Unter Diversity Management sollten Unternehmen meines Erachtens vor allem „Management“ verstehen.

BC: Sie beziehen sich in Ihren Vorträgen auf das Google-Aristoteles-Projekt, welches zeigt, wie wichtig psychologische Sicherheit für den Teamerfolg ist. Wie können Führungskräfte diese Sicherheit schaffen, insbesondere in diversen Teams?

Euzet: Zunächst möchte ich eines klarstellen: Psychologische Sicherheit bedeutet weder zwanghafte Harmonie noch Nachlässigkeit in punkto Qualität.
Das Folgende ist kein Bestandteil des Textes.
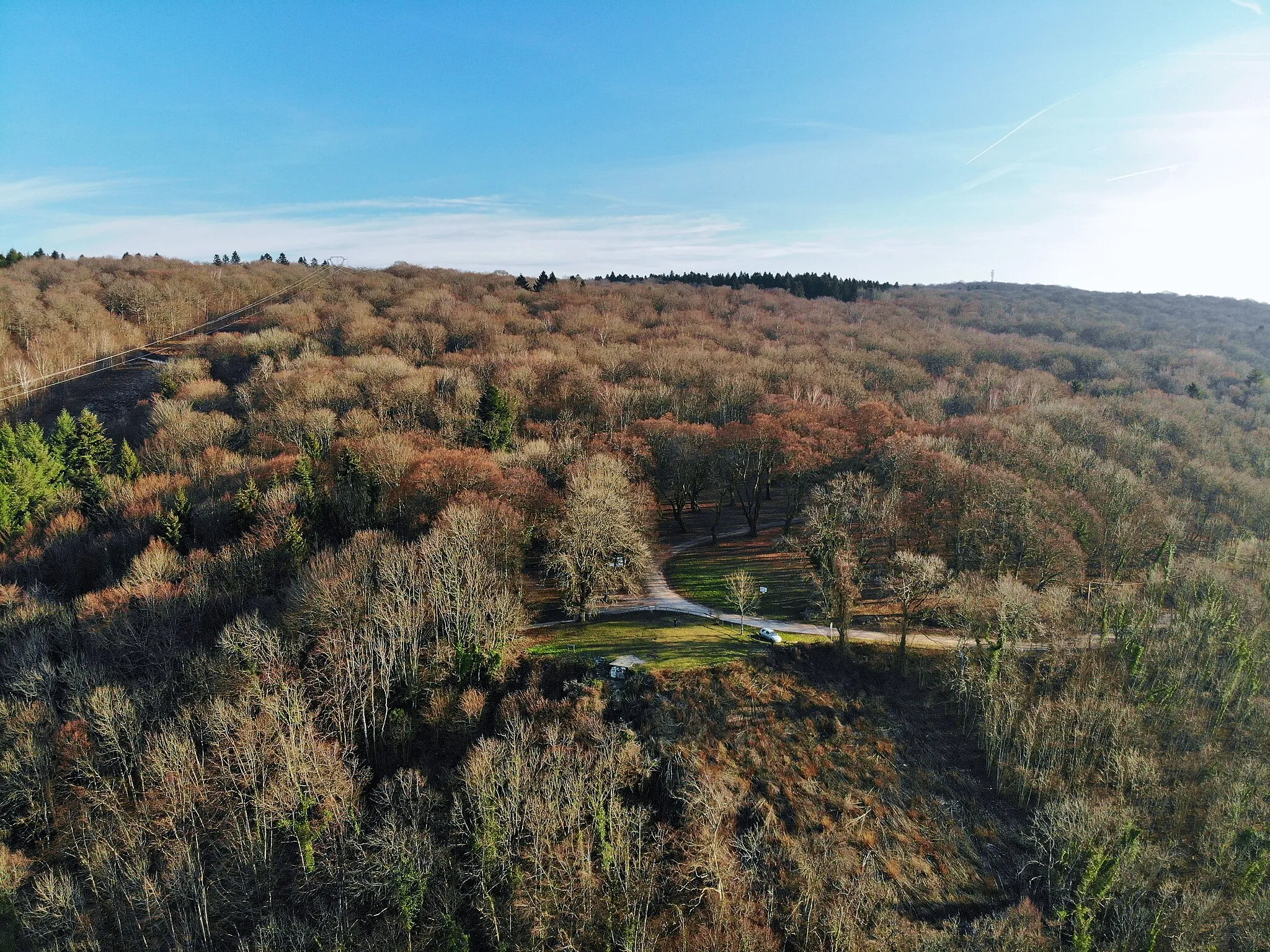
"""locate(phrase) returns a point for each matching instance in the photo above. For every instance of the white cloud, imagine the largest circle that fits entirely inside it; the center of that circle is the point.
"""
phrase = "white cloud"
(43, 191)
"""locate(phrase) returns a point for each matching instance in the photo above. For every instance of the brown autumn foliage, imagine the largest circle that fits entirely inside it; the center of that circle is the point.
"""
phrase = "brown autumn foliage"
(269, 692)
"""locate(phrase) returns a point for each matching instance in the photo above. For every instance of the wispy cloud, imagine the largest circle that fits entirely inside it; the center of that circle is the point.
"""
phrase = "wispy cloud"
(1147, 172)
(43, 189)
(1021, 125)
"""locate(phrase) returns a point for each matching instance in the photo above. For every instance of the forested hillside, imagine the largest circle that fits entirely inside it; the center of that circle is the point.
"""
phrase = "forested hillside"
(263, 667)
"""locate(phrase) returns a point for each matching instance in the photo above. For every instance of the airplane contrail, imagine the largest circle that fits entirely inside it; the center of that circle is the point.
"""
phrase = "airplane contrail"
(1021, 125)
(1147, 172)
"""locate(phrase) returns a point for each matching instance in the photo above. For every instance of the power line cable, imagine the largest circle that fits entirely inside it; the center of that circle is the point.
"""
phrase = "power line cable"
(122, 358)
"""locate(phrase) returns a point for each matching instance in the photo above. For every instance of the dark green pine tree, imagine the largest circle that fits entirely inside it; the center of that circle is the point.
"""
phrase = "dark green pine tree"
(247, 504)
(497, 419)
(92, 451)
(174, 521)
(127, 464)
(355, 494)
(306, 485)
(63, 438)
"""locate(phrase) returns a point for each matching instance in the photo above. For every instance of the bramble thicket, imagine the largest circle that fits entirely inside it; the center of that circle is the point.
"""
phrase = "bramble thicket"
(262, 670)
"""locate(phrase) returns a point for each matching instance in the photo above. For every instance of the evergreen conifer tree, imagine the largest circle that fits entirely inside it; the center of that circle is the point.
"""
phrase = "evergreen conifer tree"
(92, 451)
(355, 494)
(247, 503)
(64, 436)
(497, 419)
(127, 465)
(174, 520)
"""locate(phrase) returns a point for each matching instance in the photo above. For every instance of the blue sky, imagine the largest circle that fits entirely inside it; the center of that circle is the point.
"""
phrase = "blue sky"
(590, 138)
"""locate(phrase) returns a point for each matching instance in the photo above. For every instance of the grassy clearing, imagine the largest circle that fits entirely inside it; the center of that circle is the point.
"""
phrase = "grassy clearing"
(667, 641)
(699, 574)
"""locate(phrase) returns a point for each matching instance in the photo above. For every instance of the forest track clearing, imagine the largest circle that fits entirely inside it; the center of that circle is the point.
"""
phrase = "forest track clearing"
(658, 600)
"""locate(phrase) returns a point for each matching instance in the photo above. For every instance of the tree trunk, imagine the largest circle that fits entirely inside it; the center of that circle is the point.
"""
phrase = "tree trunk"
(677, 508)
(904, 640)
Ganz im Gegenteil sogar. Führungskräfte, die auf „psychologische Sicherheit“ setzen, schaffen Raum für konstruktive Kontroverse: Jedes Team-Mitglied wird explizit ermutigt, die eigene Perspektive wie z.B. auch Zweifel einbringen, ohne eine etwaige Ausgrenzung zu befürchten. Das Zusammengehörigkeitsgefühl im Team entspringt nicht dem Konsensus, sondern dem gemeinsamen Willen, als Team beste Ergebnisse hervorzubringen.
Inklusive Führungskräfte sehen intellektuelle Reibung als Chance und achten darauf, dass diese nicht zu interpersonellen Konflikten führt. Da stehen sie allerdings nicht allein; Ich empfehle Ihnen, gemeinsam mit ihren Team-Mitgliedern diese Punkte zu besprechen, die Komfortzone des Teams zu challengen und das Tagesgeschäft entsprechend zu gestalten. In akuten Krisensituationen ist es z.B. wenig hilfreich, alle Team-Mitglieder unmittelbar um Wortmeldungen zu bitten: eher introvertierte oder neue Mitarbeitende werden sich vermutlich zurückhalten. Die Situation schildern, Moderationskarten verteilen und zunächst 1-2 andere „übliche“ Agenda-Punkte vorschalten, gibt vielleicht manchen Kolleg:innen den erforderlichen Raum, um die eigenen Gedanken zu sortieren und freier auszudrücken.

DEI: Die Blase ist nicht geplatzt. Hype und Dogma sind jedoch vorbei

BC: Weltweit werden die Budgets für DEI-Programme zusammengestrichen, ist die Blase geplatzt und was wird bleiben?

Euzet: Die Blase? Die Definition einer „Blase“ sagt ja aus, dass ein Gut am Markt zu einem höheren Wert als dessen eigentlichen inneren Wert gehandelt wird.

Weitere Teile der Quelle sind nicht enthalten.